Le même jour, les parties signaient deux additifs audit contrat.
Le 1er additif relatif à la destination des lieux prévoyait que 'Pendant la durée du bail, Mlle [W] [I] sera autorisée à exploiter un restaurant pizzeria et uniquement pendant la durée du bail d’une superficie d’accueil clientèle de 80m2.
A la fin du bail de la maison, tout le matériel ayant servi à la pizzeria devra être enlevé sans aucune demande d’argent et les pièces utilisées remises en état d’habitation'.
Le 2ème additif relatif à une réfection des lieux stipulait que 'De plus en accord avec les deux parties, la somme de 20 000 F CFP sera imputée sur le montant du loyer à partir du 9 juillet 2014. Le loyer sera de 120 000 F CFP décomposé comme suit :
-100 000 F CFP versé sur le compte de Mme [N] [D] épouse [M],
— 20 000 F CFP conservé par le preneur pour rénover certaines parties de la maison jusqu’à la fin des réparations convenues entre les deux parties'.
L’état des lieux a été dressé le même jour contradictoirement.

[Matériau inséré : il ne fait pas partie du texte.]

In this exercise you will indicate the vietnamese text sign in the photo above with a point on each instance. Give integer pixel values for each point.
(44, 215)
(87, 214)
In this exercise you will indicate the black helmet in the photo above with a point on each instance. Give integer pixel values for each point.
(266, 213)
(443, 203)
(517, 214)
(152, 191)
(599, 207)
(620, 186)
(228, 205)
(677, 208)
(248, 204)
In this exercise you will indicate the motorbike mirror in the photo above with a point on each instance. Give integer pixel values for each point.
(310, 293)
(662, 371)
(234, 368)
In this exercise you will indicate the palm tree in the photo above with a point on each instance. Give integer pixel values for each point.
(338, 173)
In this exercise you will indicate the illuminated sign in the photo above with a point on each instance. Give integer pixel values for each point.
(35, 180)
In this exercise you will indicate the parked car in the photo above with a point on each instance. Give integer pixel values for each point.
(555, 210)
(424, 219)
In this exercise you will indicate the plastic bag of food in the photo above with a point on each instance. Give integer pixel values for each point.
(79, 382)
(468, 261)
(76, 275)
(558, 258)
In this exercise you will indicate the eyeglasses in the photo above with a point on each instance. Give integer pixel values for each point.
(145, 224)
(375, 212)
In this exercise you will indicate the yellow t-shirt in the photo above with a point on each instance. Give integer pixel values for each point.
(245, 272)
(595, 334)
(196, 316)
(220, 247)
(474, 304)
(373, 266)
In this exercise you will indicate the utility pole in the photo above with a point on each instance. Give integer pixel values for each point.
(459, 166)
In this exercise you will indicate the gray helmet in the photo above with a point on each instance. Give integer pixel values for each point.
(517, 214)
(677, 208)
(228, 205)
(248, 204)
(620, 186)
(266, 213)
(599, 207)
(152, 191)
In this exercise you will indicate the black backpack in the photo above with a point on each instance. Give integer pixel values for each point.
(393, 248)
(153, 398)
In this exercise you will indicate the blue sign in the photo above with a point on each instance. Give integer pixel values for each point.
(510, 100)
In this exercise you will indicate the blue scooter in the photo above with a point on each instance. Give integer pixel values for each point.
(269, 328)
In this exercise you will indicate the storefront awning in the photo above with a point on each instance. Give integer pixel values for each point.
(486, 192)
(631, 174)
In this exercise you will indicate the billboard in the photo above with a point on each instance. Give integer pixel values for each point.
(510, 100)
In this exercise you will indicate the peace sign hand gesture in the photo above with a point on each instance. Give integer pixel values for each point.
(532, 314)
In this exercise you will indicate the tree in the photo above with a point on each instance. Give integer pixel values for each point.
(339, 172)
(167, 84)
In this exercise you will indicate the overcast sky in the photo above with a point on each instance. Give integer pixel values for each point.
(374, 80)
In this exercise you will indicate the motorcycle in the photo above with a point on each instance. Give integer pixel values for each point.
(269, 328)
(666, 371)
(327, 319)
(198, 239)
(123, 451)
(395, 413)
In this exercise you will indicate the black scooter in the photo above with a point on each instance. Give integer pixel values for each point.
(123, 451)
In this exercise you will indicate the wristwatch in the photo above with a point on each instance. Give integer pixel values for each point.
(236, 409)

Le 14 octobre 2014, les parties signaient un document selon lequel Mme [N] [D] épouse [M] attestait 'par la présente accepter d’imputer les sommes suivantes sur les loyers depuis juillet 2014 pour la réfection de la baie vitrée + porte d’entrée et fenêtre avec Mlle [W] [I] sur la maison de [Localité 1] :
— juillet : 20 000 F CFP,
— août :20 000 F CFP
— septembre : 20 000 F CFP,
— octobre : 40 000 F CFP,
— novembre :120 000 F CFP
Total: 220 000 F CFP.
Le 9 décembre 2014 les parties signaient un nouvel additif au contrat de bail libellé comme suit : 'Au vu de l’état des lieux en cours de réalisation, le loyer est révisé à la baisse soit 60 000 F CFP mensuel pour permettre la rénovation des équipements électriques et de plomberie. Hors mur mitoyen et le clos et le couvert restant à la charge du propriétaire.'
Par acte d’huissier en date du 25 mai 2019, Mme [D] faisait délivrer à Mlle [I] une sommation de payer la somme de 1 180 000 F CFP au titre d’impayés de loyer de mai 2015 à décembre 2018. Mlle [I] répondait à l’huissier 'par accord écrit sur additif au bail de Mme [D], je détiens cette somme que je séquestre sur les loyers à régler à celle-ci pour les travaux de rénovation divers hors clos et couvert restant à la charge du propriétaire.'
Par acte d’huissier en date du 14 juin 2019, Mlle [I] es qualité de gérante de la Sarl Vahine Vata Beach faisait délivrer à Mme [N] [D] épouse [M] une signification de lettre et sommation, s’agissant d’un courrier daté du 6 mai 2019 adressé à la bailleresse par lequel elle sollicitait notamment la réalisation de travaux à la charge du propriétaire et invoquait le bénéfice de la législation sur les baux commerciaux. Mme [N] [D] épouse [M] répondait à l’huissier de justice: 'Je réceptionne la lettre, le constat et les factures que vous déposez au nom de Mme [I] [W]. Je lui propose un nouveau bail commercial cette fois-ci avec de nouvelles dispositions ou bien je récupère ma maison avec à sa charge le retrait de toutes les modifications faites par elle pour avoir son restaurant donc une maison de trois chambres, deux salles de bain, cuisine, salon et terrasse pour un loyer de 120 000 F CFP par un bail du 09/07/14".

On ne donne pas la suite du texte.